By the time I finished all the clean-up and preparation, the focus of activity had moved on to other things, so we dropped the plan of having a fire. Before making a visit to the local Ford dealership, to test drive a pickup truck, Cyndie said she was going to vacuum her car, in case it became a part of potential negotiations. That became a much more involved project than anticipated
If there was ever any doubt that Cyndie deserved to be driving a truck, instead of her little red Audi convertible, the sight of her back seats provided an excellent argument. I rushed to take a picture, and missed the focus, but maybe that softens the impact of how bad it looked. It was going to take more than a little vacuuming to spruce up her car. Cyndie has the ability to get the maximum use out of whatever she drives.
Our morning visit to the dealership for a test drive didn’t happen until around the time they close on Saturdays, in the early afternoon. As often happens with me, that visit left us with more questions than answers. We will be pondering our options for Cyndie’s future vehicle a while longer.

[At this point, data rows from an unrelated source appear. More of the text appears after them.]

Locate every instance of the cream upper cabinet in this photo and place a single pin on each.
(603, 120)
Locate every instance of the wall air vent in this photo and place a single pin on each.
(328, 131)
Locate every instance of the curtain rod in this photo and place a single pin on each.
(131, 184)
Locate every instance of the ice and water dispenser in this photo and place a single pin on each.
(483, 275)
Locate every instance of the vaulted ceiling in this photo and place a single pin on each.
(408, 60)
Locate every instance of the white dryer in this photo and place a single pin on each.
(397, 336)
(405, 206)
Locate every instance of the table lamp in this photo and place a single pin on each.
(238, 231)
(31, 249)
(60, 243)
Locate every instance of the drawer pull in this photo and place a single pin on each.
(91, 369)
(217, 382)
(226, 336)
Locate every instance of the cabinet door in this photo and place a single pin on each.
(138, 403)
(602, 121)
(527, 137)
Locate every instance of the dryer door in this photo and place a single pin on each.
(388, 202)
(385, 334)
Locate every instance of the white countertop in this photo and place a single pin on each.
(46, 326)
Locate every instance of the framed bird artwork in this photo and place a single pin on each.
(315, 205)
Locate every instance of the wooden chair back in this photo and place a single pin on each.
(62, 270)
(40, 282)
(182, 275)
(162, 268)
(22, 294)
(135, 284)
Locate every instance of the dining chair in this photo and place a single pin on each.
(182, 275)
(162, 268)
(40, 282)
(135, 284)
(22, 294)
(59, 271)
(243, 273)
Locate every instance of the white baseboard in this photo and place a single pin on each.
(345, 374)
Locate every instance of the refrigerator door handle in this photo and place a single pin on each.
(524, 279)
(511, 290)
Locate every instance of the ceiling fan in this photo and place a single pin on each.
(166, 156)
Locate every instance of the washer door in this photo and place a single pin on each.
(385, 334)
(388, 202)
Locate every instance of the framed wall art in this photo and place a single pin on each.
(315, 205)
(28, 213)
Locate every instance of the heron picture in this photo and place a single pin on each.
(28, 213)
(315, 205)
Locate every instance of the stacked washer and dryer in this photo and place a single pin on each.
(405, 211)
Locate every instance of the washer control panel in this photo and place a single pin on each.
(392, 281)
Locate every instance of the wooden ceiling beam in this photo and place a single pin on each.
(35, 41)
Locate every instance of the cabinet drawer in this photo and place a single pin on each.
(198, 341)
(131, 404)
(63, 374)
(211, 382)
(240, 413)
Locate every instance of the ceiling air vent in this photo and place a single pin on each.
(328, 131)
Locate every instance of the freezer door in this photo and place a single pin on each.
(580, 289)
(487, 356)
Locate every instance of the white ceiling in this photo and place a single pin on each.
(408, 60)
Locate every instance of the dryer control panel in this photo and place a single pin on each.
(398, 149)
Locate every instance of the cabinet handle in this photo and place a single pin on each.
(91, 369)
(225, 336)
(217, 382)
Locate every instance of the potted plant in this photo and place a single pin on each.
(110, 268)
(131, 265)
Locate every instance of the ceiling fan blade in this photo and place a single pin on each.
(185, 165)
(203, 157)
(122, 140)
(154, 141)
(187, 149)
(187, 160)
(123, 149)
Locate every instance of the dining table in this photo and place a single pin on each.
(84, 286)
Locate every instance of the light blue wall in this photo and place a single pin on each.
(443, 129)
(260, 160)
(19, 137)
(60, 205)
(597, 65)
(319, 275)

Before we finally ran out of day, the goal of working on the labyrinth became the next objective. I really want to position boulders in the middle to start the project, and Cyndie is anxious to begin planting some things she recently purchased (and hauled in the back seat of her car), to begin defining the pattern of the path. We decided to try bringing down the diesel tractor to see if we could figure out how to move big rocks using the loader bucket and hydraulic power.

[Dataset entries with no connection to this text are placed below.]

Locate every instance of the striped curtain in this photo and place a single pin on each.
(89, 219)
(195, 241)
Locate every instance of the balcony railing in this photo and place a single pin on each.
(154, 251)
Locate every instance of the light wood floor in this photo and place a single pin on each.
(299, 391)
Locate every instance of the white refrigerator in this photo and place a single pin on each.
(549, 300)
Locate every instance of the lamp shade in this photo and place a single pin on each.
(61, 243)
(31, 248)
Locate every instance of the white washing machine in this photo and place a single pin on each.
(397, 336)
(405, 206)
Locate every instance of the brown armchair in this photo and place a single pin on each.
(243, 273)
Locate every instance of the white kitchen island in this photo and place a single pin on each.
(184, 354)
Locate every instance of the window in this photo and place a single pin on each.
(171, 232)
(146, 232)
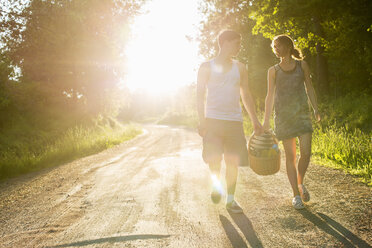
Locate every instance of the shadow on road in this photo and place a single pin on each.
(112, 240)
(335, 229)
(245, 226)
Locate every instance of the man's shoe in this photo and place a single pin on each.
(234, 207)
(297, 202)
(216, 190)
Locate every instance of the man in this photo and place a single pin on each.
(221, 122)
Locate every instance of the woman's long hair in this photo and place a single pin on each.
(287, 41)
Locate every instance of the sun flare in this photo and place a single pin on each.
(160, 56)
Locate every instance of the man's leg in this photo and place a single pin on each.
(212, 155)
(234, 144)
(232, 162)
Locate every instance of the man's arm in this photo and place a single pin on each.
(269, 100)
(203, 75)
(247, 98)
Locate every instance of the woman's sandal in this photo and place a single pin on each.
(305, 195)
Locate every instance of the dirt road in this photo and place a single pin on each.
(153, 191)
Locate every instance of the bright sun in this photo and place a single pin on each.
(160, 57)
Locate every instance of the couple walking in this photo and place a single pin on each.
(225, 81)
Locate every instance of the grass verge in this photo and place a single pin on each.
(75, 142)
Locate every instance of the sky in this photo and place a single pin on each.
(160, 58)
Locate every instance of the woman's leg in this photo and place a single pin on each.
(290, 161)
(305, 153)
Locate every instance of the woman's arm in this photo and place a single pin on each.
(310, 90)
(203, 75)
(269, 100)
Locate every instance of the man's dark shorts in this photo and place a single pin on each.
(224, 137)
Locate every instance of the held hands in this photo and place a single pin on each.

The results of that experiment left us with one pinched finger on Cyndie’s hand, and some muddy ruts in the ground. It is still too wet to be able to drive around down there. We finished the day by hand-raking the area to groom it. I tried to fill in the muddy divots left by the tractor, with limited success.
We didn’t get any grass mowed on the rest of the property, so if the rain holds off, that is high on the list of priorities today. I’m hoping Cyndie is in the mood to play around on the tractor. I want her to be having fun, if I steal some time to get out on my bicycle to put in miles in preparation for the annual bike week that is only 12 days away.
Deep Meaning
I am greatly moved by what I have enjoyed the past two days here, learning from the horses. There are many words to be written about it, yet, at the same time, few that will convey the fullness of my experience. It is quite an exercise to move from paying primary attention to my mind, and the limited cues modern society relies on, toward giving the heart and gut equal value. There is wisdom, ancient wisdom, in practicing a more informed awareness of the unseen signals of communication.
Observing and interacting with untethered horses, offers a special opportunity to become more aware of parts of ourselves that we often neglect, or even, simply disregard.
This is Mystique, who communicated with me in ways I have yet to fully comprehend.
I look forward to absorbing the full depth of what transpired in the sessions with the equine companions here.
I believe it is infused with deep meaning for me.